Forty-three years after the U.S.-supported military coup in Chile, the Central Intelligence Agency continues to withhold information on what it knew about planning for the putsch, and what intelligence it shared with President Richard Nixon, according to redacted documents posted today by the National Security Archive. The documents, among the hundreds of President’s Daily Briefs (PDBs) the CIA declassified last month, excise material that almost certainly has already been released to the public years ago. The section on Chile of the PDB dated September 11, 1973, for example, was completely censored, as was an entire page on Chile provided to Nixon on September 8, 1973, even though thousands of once-sensitive intelligence records from the coup period have already been declassified since at least 1999.

“The CIA is trying – but failing – to hold history hostage,” stated Peter Kornbluh, who directs the Archive’s Chile Documentation Project.

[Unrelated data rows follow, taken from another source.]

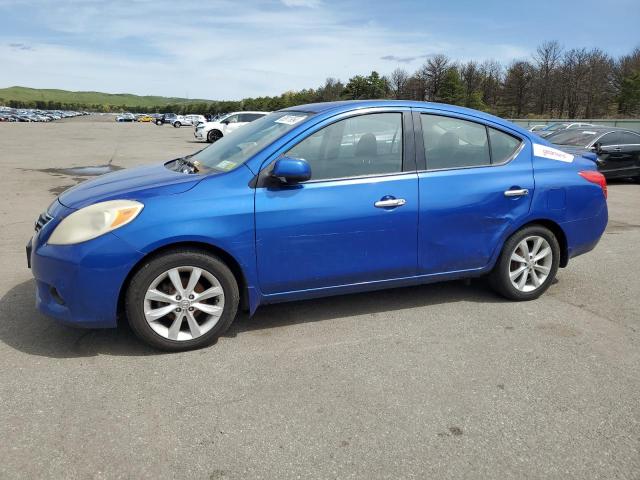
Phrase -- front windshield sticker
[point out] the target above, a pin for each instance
(226, 165)
(290, 119)
(551, 153)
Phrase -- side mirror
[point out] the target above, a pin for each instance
(291, 170)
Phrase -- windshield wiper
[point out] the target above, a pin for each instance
(185, 165)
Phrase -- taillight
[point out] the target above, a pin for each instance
(595, 177)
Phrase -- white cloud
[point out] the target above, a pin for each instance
(302, 3)
(226, 51)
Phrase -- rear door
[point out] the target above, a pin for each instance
(356, 220)
(476, 180)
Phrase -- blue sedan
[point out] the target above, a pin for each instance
(316, 200)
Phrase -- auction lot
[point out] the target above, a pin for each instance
(438, 381)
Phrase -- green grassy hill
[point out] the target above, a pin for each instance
(24, 94)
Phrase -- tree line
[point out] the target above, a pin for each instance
(553, 83)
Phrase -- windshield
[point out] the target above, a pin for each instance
(574, 138)
(237, 147)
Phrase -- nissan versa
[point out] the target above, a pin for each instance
(312, 201)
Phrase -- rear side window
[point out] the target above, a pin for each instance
(456, 143)
(503, 145)
(628, 138)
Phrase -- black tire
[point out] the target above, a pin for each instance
(214, 136)
(499, 278)
(156, 266)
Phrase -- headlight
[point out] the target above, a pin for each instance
(95, 220)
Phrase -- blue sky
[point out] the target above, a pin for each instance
(233, 49)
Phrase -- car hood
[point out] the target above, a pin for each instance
(134, 183)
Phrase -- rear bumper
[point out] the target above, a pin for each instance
(80, 285)
(583, 235)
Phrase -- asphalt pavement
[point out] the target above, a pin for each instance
(439, 381)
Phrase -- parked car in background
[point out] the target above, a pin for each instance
(126, 117)
(617, 150)
(195, 119)
(214, 131)
(315, 200)
(187, 120)
(166, 118)
(554, 127)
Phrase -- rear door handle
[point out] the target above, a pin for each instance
(390, 203)
(516, 192)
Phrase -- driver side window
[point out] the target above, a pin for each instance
(368, 144)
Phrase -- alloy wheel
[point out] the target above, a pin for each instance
(530, 263)
(184, 303)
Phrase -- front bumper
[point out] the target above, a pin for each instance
(80, 284)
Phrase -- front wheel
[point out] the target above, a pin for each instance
(527, 265)
(182, 300)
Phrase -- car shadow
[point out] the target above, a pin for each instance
(25, 329)
(622, 181)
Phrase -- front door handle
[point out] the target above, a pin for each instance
(516, 192)
(390, 203)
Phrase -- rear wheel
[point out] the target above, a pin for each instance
(527, 265)
(214, 136)
(182, 300)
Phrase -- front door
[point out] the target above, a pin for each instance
(356, 219)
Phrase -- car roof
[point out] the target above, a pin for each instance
(603, 129)
(349, 105)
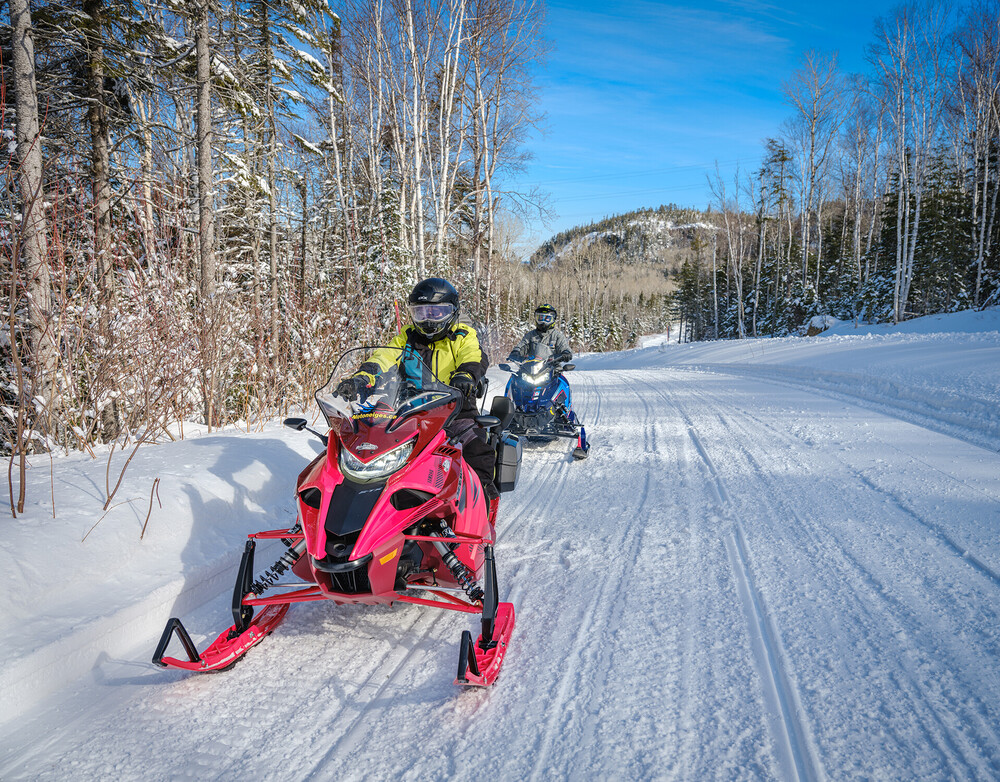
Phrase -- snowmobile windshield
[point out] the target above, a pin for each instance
(381, 387)
(540, 352)
(535, 371)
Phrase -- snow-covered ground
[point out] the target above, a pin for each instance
(781, 561)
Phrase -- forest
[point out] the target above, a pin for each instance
(877, 201)
(205, 202)
(208, 201)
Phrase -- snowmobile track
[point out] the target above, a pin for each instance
(960, 751)
(960, 550)
(925, 413)
(798, 754)
(628, 540)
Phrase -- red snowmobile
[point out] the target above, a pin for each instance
(389, 512)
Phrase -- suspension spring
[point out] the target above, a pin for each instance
(270, 576)
(461, 573)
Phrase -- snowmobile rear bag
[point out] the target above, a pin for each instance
(508, 461)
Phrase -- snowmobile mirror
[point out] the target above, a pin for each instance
(298, 424)
(488, 421)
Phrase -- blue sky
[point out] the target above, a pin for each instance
(642, 98)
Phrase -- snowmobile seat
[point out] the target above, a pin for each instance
(503, 408)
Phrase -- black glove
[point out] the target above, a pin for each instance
(351, 387)
(464, 382)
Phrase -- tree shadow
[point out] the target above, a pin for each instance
(219, 526)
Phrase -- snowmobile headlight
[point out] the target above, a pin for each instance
(379, 467)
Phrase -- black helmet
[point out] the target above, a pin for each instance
(433, 305)
(545, 316)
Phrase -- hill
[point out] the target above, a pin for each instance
(661, 236)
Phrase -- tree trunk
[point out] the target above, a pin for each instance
(44, 354)
(206, 215)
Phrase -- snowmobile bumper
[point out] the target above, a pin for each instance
(542, 424)
(226, 650)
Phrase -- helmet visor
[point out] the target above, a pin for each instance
(431, 313)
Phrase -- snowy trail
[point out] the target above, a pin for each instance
(744, 580)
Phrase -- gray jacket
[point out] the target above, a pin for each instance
(537, 344)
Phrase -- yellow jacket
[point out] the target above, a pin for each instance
(457, 351)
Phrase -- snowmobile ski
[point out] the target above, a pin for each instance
(226, 650)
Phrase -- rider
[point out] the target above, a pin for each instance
(452, 350)
(545, 333)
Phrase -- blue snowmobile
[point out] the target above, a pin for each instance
(543, 405)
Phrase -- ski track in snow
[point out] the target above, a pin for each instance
(736, 584)
(797, 756)
(957, 756)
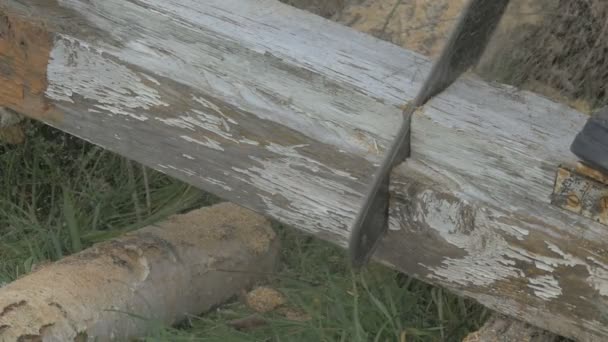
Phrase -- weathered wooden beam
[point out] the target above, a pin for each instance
(288, 114)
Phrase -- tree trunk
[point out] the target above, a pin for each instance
(121, 288)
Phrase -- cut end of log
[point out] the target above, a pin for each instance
(186, 265)
(25, 48)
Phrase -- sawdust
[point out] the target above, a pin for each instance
(264, 299)
(222, 222)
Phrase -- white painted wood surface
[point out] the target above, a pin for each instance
(288, 114)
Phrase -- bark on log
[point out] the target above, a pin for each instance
(289, 114)
(503, 329)
(120, 289)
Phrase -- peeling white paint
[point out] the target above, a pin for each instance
(217, 182)
(326, 202)
(212, 144)
(76, 69)
(489, 257)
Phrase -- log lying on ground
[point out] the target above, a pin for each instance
(289, 114)
(122, 288)
(503, 329)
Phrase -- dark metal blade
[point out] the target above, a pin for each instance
(464, 47)
(371, 221)
(462, 50)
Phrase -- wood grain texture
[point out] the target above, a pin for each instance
(289, 114)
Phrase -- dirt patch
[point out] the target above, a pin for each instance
(561, 53)
(264, 299)
(417, 25)
(555, 48)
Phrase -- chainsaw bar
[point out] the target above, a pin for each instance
(463, 49)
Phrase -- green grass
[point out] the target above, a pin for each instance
(378, 305)
(60, 195)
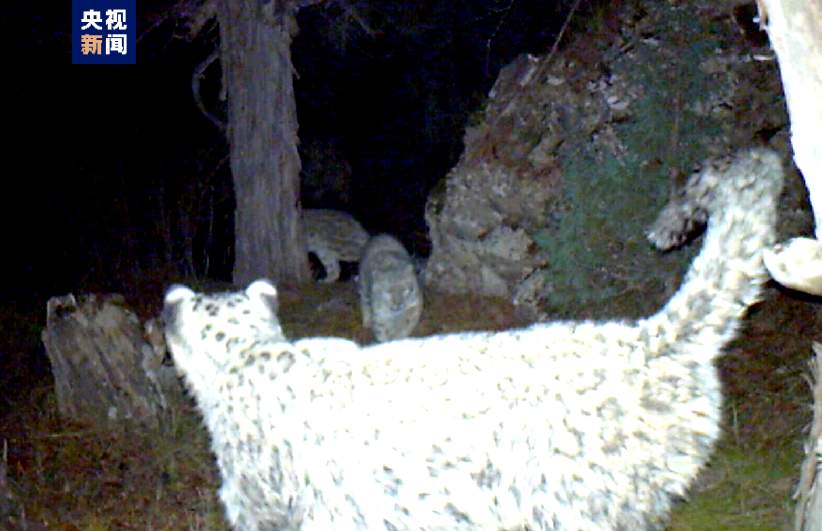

By continuing to censor the historical record, he suggested, “the CIA is attempting to cover up what Nixon knew about coup plotting in Chile and when he knew it, as well as hiding the CIA’s own contacts and connections to the coup plotters.”

The National Security Archive today called on the Obama administration, which has prided itself on historical transparency, to revisit the CIA’s determination to withhold the records.  Kornbluh said the Archive would also use mandatory declassification procedures to press for the full release of the censored documents.